Patrick Jouin ha una caratteristica peculiare: per dirla con Ernesto Nathan Rogers, sa disegnare “dal cucchiaio alla città”. Una definizione coniata per dare un’idea precisa del design contemporaneo, che non ha più solo il compito di creare ponti fra produzione industriale e individui ma ha ampliato il suo raggio d’azione a domini molto più estesi. Ovviamente un designer sa occuparsi di prodotto, in linea di massima. L’impatto di un unico oggetto è di tale complessità che anche per disegnare un cucchiaio, o come nel caso di Patrick Jouin, una pentola, ci vuole uno sguardo ampio e capace di creare strutture innovative intorno a qualsiasi progetto. Così Patrick Jouin, francese classe 1967, è approdato in Italia grazie a una serie di progetti nei primi anni del 2000 per Kartell, Porada, Cassina e Alessi. Per quest’ultima ha disegnato Pasta Pot, ormai un grande classico delle pentole Alessi, che ha vinto il Compasso d’Oro nel 2011. Progettata con lo chef stellato Alain Ducasse, Pasta Pot è una sintesi impeccabile di funzioni tecniche – supporta una cottura della pasta senza dispersione degli amidi – piccole idee progettuali, come il cucchiaio integrato nel manico e lo studio attento della forma che trasforma la pentola in un piatto di portata. Nel frattempo però Patrick Jouin si è occupato anche di interior design, insieme al suo socio Sanjit Manku, con il quale ha firmato progetti importanti. Come il restyling del celebre Hotel Mamounia a Marrakech e diversi ristoranti di Alain Ducasse a Parigi e in giro per il mondo. E il suo lavoro si è ampliato alla progettazione dei luoghi pubblici, come la Gare de Montparnasse a Parigi, il Salon di Air France all’aeroporto Charles de Gaulle. Fino a firmare, l’anno passato, tutta la brand identity e il design del progetto di trasporto pubblico Grand Paris Express, la rete di 200 chilometri che collega tutta l’Ile de France.

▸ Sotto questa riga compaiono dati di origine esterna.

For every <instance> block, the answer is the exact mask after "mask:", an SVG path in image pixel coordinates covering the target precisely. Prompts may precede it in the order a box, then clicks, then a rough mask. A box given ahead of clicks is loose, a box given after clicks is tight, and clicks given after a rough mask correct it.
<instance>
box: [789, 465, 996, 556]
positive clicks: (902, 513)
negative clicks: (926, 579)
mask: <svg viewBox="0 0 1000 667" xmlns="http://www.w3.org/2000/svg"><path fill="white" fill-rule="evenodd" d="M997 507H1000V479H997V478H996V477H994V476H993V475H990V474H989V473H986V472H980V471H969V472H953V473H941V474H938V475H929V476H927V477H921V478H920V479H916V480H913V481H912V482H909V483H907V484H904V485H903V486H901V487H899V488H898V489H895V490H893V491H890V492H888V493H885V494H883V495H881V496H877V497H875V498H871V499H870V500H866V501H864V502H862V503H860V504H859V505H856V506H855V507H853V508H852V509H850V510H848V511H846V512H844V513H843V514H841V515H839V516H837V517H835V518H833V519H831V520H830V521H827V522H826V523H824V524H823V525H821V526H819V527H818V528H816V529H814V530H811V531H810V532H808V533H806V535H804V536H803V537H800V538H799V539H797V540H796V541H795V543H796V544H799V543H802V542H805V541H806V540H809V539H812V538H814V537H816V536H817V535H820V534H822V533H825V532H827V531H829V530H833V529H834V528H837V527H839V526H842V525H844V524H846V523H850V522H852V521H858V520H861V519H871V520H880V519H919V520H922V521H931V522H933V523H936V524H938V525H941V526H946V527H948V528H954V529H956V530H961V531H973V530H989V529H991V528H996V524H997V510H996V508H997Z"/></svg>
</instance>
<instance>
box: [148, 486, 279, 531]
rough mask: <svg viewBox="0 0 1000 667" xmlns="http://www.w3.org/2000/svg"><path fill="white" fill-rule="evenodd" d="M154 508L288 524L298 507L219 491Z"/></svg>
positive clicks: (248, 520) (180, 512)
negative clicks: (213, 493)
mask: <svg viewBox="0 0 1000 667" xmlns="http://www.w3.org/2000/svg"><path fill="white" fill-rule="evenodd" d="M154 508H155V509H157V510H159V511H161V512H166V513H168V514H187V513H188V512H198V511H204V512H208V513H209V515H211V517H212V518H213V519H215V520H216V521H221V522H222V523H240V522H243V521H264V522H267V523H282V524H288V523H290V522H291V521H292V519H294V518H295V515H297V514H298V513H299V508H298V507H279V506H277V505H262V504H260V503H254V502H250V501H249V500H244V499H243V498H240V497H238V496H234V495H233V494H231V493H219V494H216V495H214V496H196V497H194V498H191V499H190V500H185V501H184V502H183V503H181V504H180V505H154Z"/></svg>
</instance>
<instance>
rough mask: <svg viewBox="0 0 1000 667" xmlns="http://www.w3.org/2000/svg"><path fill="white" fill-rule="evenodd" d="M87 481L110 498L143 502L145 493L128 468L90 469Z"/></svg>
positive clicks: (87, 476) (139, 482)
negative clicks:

Le scelte di Patrick Jouin in materia di oggetti “del cuore” sono peculiari e raccontano molto del suo modo di lavorare. Un mix perfetto di interessi professionali, ammirazione progettuale e strumenti del mestiere. Alcuni arrivano dalle memorie dell’infanzia e dagli anni di formazione. Altri invece sono i compagni quotidiani di un designer la cui attenzione ruota intorno al progetto e alle sue dinamiche. Lo si capisce per la scelta di Graphoplex, il misterioso strumento di precisione che architetti e progettisti utilizzano per disegnare a mano libera. Patrick lo cita per rendere esplicito il suo modo di lavorare, e spiega: “Amo le curve, la tensione, l’accelerazione, il gesto, il movimento. Ne ho tutta una serie su misura: bisogna disegnare a mano in scala 1:1 per capire”. E ancora, un altro compagno di lavoro è il taccuino rosso di Sennelier. Racconta di averne una serie in diversi formati: il rosso lo aiuta a non perderli e a non dimenticarli. E accanto ai carnet ci sono gli acquerelli della stessa marca, ideali per colorare gli schizzi e dare densità ai disegni. Poi è la volta dell’aerografo Devilbiss Super 63: “Quando ho scoperto questo strumento per illustratori, avevo 13 anni e pensavo che da grande avrei passato la mia vita a disegnare fumetti come Jean Giraud (Mœbius). Mi è stato regalato dai miei genitori e durante tutto il mio tempo libero ho imparato a utilizzarlo. Era come un’estensione del mio cervello”.
E infine Jouin sceglie l’IPad Pro accanto alla sega a mano giapponese, uno strumento geniale per la sua semplicità e precisione. Per quanto riguarda il design, ci sono la sedia standard di Jean Prouvé e la libreria Nuvola di Vico Magistretti: entrambe celebrano il genio di due grandi designer. Secondo Patrick Jouin il legno è il materiale del futuro. Per questa ragione fra gli oggetti più amati da lui disegnati c’è Lebeau Wood di Cassina, per il valore simbolico di strumento aggregante e domestico. Impossibile non citare il progetto Tamu con Dassault Systèmes (2019), il naturale proseguimento di una sperimentazione sulla stampa 3D di mobili iniziata nel 2004 con la sedia Solid realizzata con MGX, che Jouin ha presentato nel 2004 e che l’ha reso un pioniere della produzione 4.0. Ovviamente non mancano Pasta Pot e la sedia Ila di Pedrali in omaggio a una famiglia di imprenditori “piena di entusiasmo e ambizione positiva: rappresentano perfettamente il genio del design industriale italiano”.